Withdraw from presidency system: BDP
BDP co-chair Selahattin Demirtaş, meanwhile, said in his group meeting that if a consensus was not achieved over a completely new charter, then his party would not shy away from cooperating with another party, implying that the BDP would approve an AKP-drafted charter.
Still, the AKP should first withdraw from insisting on a shift from the parliamentary democracy to presidential system, he said.
“We would not avoid discussing a temporary constitutional reform and not delay the demand for a new charter,” he said. “For this to happen, the AKP should withdraw from the presidency system insistence first. It should quit carrying this imposition to the agenda of the [Constitutional Conciliation] Commission.”
Demirtaş also said his party was ready for any elections.
Meanwhile, main opposition Republican People’s Party (CHP) leader Kemal Kılıçdaroğlu did not step back from heating up the discussion over suggestion that Erdoğan was a dictator on a par with Syria’s Bashar al-Assad.

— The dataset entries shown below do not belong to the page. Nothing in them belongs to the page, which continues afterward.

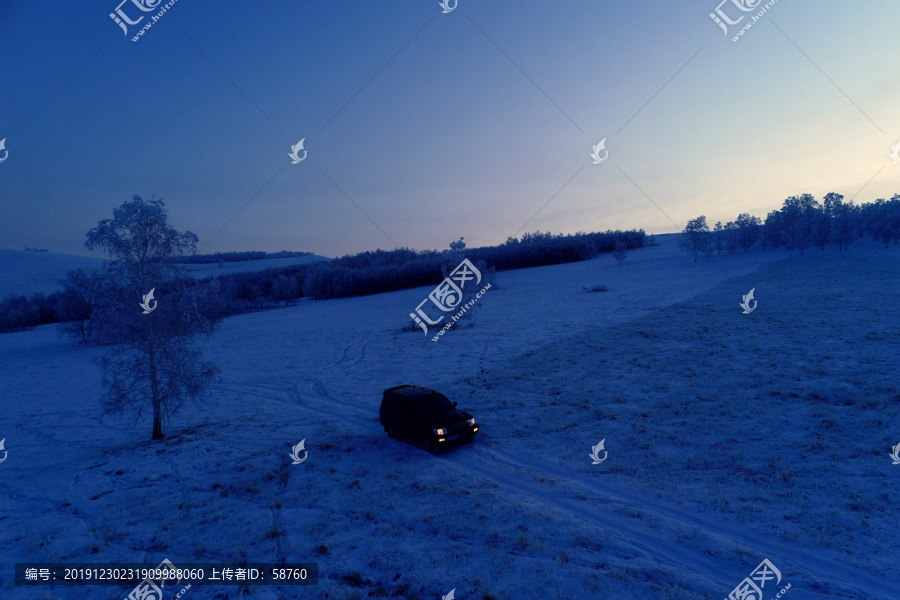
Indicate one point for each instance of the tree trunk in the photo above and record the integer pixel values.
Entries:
(154, 385)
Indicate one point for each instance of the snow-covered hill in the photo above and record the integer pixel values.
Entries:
(29, 273)
(732, 438)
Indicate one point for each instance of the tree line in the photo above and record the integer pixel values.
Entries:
(801, 222)
(364, 273)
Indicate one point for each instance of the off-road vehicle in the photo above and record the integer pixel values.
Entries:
(426, 416)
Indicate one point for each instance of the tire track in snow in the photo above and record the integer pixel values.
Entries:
(498, 467)
(806, 563)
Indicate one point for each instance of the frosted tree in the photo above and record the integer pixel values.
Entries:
(620, 253)
(695, 237)
(154, 363)
(718, 236)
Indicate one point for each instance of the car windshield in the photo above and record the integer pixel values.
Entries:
(432, 405)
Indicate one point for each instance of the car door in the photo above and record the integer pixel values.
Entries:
(406, 418)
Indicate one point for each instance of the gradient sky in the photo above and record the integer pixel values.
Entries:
(436, 125)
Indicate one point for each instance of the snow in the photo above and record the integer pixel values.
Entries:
(732, 438)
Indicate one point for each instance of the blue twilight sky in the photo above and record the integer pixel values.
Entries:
(436, 125)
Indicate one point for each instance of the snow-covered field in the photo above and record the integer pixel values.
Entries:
(732, 438)
(29, 273)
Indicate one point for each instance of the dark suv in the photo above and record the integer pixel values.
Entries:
(425, 416)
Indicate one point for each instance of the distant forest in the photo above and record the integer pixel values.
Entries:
(802, 223)
(353, 275)
(237, 256)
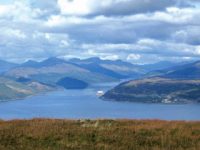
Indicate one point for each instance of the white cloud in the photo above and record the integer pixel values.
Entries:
(134, 57)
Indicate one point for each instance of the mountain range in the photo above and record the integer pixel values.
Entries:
(33, 77)
(178, 84)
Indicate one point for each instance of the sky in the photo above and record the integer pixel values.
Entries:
(138, 31)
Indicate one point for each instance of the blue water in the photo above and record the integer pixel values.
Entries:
(77, 104)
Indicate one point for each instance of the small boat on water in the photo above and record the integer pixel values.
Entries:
(100, 93)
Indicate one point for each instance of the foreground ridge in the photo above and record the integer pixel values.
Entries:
(53, 134)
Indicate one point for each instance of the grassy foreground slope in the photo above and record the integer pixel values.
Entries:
(44, 134)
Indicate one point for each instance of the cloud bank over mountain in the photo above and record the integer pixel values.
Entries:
(138, 31)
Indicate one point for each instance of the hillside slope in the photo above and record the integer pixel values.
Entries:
(157, 90)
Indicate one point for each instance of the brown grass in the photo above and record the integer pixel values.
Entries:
(46, 134)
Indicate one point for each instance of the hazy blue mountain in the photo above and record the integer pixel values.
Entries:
(114, 68)
(30, 63)
(10, 89)
(179, 84)
(5, 66)
(159, 65)
(51, 70)
(70, 83)
(187, 71)
(156, 90)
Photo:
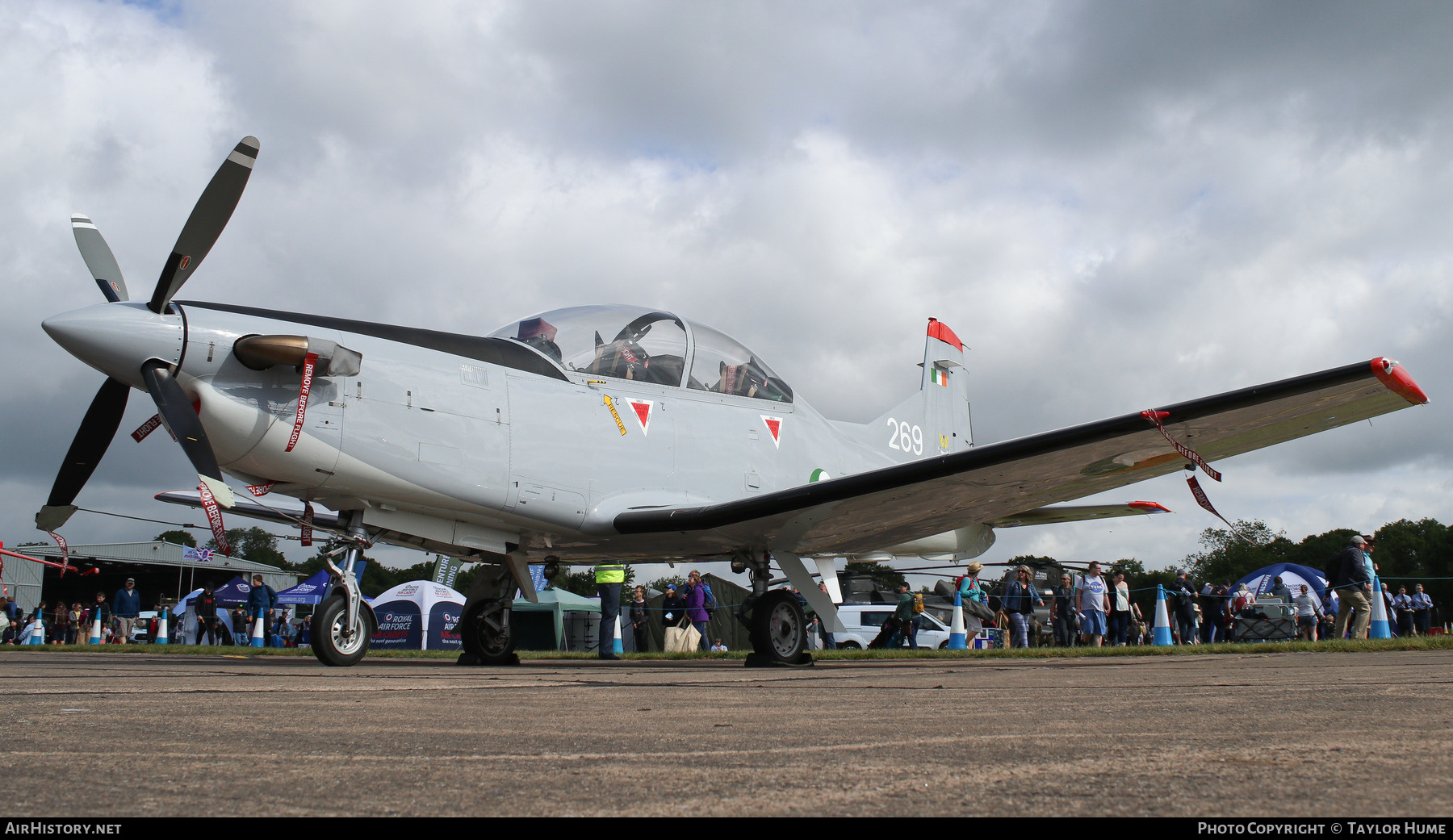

“A dictator is what you call a person who wants to hold the authorities that he has in his Prime Ministry when he is elected a president. The presidency system will never pass [through Parliament] as long as the CHP is there.”
The group of the Progressive Alliance of Socialists and Democrats at the European Parliament reacted against Kılıçdaroğlu’s likening of Erdoğan to al-Assad last week.
The group’s leader, Hannes Swoboda, and Kılıçdaroğlu are at still odds, both claiming to have canceled a mutual meeting.